Example 2: Political polling

Consider the result of a survey that asked people which party they were likely to next vote for, with the answers recorded being:

33% Republican
39% Democrat
28% Don't know

This data on its own is not so useful if wanting to predict the outcomes in an election, as Don't know is not an option in an election.

The standard solution is to rebase the data. That is, the base used in the percentages above is the total sample. A better base is the proportion of people to have chosen either Republican or Democrat.

In this example, the resulting data then becomes:

Republican 33% / (33% + 39%) = 46%
Democrat 54%

When we rebase data we are making an assumption, and the assumption may be incorrect. For example, if some people were planning to vote Republican, but were embarrassed to admit this and said Don't Know instead, then assuming that people with missing data are the same as those without missing data is clearly wrong (as the people with missing data are more likely to vote Republican than are people without missing data).

Where it is unlikely that people with missing data are the same as people without missing data, it becomes extremely difficult to perform valid analyses. For this reason, while introductory books on market research often say things like always allow people to say don't know and let people choose whether they answer a question or not, experienced researchers tend to make all questions compulsory and only offer Don't know options when they are sure that the resulting data will be useful.

Example 3: Brand fit

Surveys are conducted to give insight into populations. In the example below, we have data on the extent to which a new product is seen as being consistent with the Apple brand. In the table below on the left, it could be summarized as saying "31% of people believe that iLock fits with the Apple brand." Such a summary would be misleading, as people would incorrectly draw the inference that most people - 100% - 31% = 69% - do not believe that iLock fits with the brand when the truth is that only 16% think this.

The Missing data and Don't know categories are uninformative to the question of the brand fit of the iLock.

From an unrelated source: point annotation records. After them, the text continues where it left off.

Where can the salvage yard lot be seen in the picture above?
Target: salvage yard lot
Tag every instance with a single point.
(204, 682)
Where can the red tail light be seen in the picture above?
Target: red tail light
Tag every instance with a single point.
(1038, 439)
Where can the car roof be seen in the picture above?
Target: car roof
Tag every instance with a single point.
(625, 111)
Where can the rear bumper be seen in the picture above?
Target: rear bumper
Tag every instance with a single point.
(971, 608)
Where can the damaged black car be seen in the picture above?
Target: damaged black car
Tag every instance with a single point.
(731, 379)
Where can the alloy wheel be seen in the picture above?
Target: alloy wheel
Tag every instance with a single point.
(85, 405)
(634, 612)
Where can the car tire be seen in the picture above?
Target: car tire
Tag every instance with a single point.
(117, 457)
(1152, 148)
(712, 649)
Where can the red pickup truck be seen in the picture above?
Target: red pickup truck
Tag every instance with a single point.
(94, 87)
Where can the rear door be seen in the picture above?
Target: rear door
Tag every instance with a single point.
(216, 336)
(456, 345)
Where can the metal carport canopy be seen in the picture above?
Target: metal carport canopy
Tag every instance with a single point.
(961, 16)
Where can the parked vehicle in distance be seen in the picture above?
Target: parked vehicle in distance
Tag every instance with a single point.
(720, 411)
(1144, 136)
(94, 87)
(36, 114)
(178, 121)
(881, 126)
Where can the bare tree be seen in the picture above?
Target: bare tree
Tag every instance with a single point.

The standard fix in such a situation is to rebase the analysis, and instead show the table at the right, which leads to a better summary of the data, being that 65% of people believe that the iLock fits with the Apple brand.

Example 4: Rebasing purchase intent

Consider a survey conducted among iPhone buyers which finds that 30% of respondents say they will upgrade to a new model in the next 12 months. If we know that 40% of people have an iPhone, we can then calculate the proportion of the population who will upgrade an iPhone in the total population.

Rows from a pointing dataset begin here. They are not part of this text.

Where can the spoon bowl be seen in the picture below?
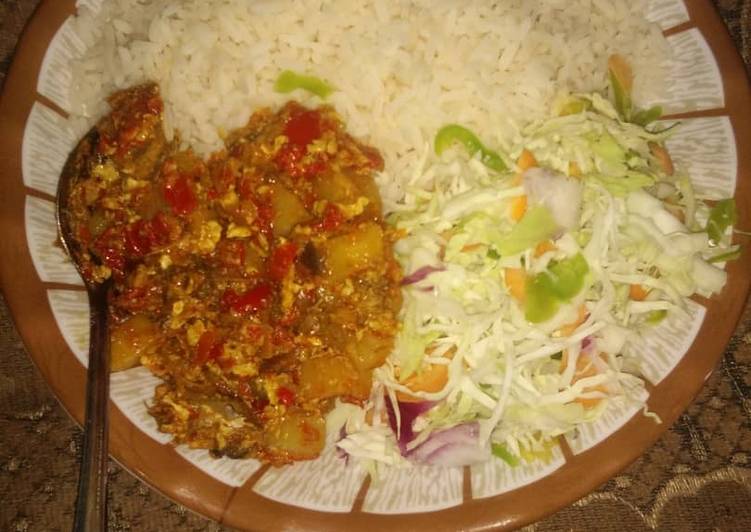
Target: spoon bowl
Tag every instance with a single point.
(91, 504)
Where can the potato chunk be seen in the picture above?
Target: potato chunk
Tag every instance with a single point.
(321, 378)
(336, 187)
(288, 210)
(371, 350)
(131, 339)
(299, 434)
(348, 254)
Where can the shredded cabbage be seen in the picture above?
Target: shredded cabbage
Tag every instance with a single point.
(530, 316)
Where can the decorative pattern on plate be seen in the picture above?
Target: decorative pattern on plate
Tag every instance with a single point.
(131, 390)
(227, 470)
(694, 81)
(496, 476)
(326, 484)
(661, 347)
(93, 5)
(50, 261)
(412, 490)
(616, 414)
(47, 141)
(667, 13)
(705, 147)
(55, 75)
(71, 311)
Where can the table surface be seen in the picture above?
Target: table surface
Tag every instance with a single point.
(696, 477)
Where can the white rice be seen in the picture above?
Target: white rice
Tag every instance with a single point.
(402, 68)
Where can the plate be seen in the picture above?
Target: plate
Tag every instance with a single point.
(709, 93)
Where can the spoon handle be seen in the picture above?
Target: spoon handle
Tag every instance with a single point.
(91, 505)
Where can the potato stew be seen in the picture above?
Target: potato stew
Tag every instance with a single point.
(258, 284)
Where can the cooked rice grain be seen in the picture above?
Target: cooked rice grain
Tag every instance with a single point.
(402, 68)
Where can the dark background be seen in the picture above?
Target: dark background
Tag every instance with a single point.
(696, 477)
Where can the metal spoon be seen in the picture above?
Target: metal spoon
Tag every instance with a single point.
(91, 505)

In this case, we rebase by multiplying our two numbers, which tells us that 30% * 40% = 12% of the total population will upgrade an iPhone.

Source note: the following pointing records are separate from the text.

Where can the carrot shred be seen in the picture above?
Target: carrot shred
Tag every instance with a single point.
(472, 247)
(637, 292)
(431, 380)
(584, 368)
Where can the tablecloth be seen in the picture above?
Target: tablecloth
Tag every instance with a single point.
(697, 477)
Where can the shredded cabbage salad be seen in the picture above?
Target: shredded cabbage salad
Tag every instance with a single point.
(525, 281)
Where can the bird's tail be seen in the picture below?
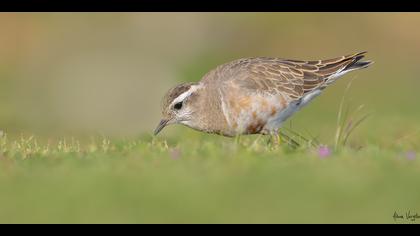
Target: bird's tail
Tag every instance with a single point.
(357, 63)
(349, 63)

The logic here is exactly the same as above, but the calculations have been done in reverse.

How to rebase

There are three ways of rebasing:

Simple math. This is illustrated in the examples above.
Filtering. This approach involves filtering any analyses to only include the relevant sample.
Recoding. This approach involves recoding any data that you wish to exclude from the base as missing values. Where the rebasing is rectifying a data integrity problem, this approach is best as it locks in the correction of the data. Modern software, such as Displayr and Q, allows you to rebase by right-clicking on categories in tables (Remove in Q and Delete in Displayr).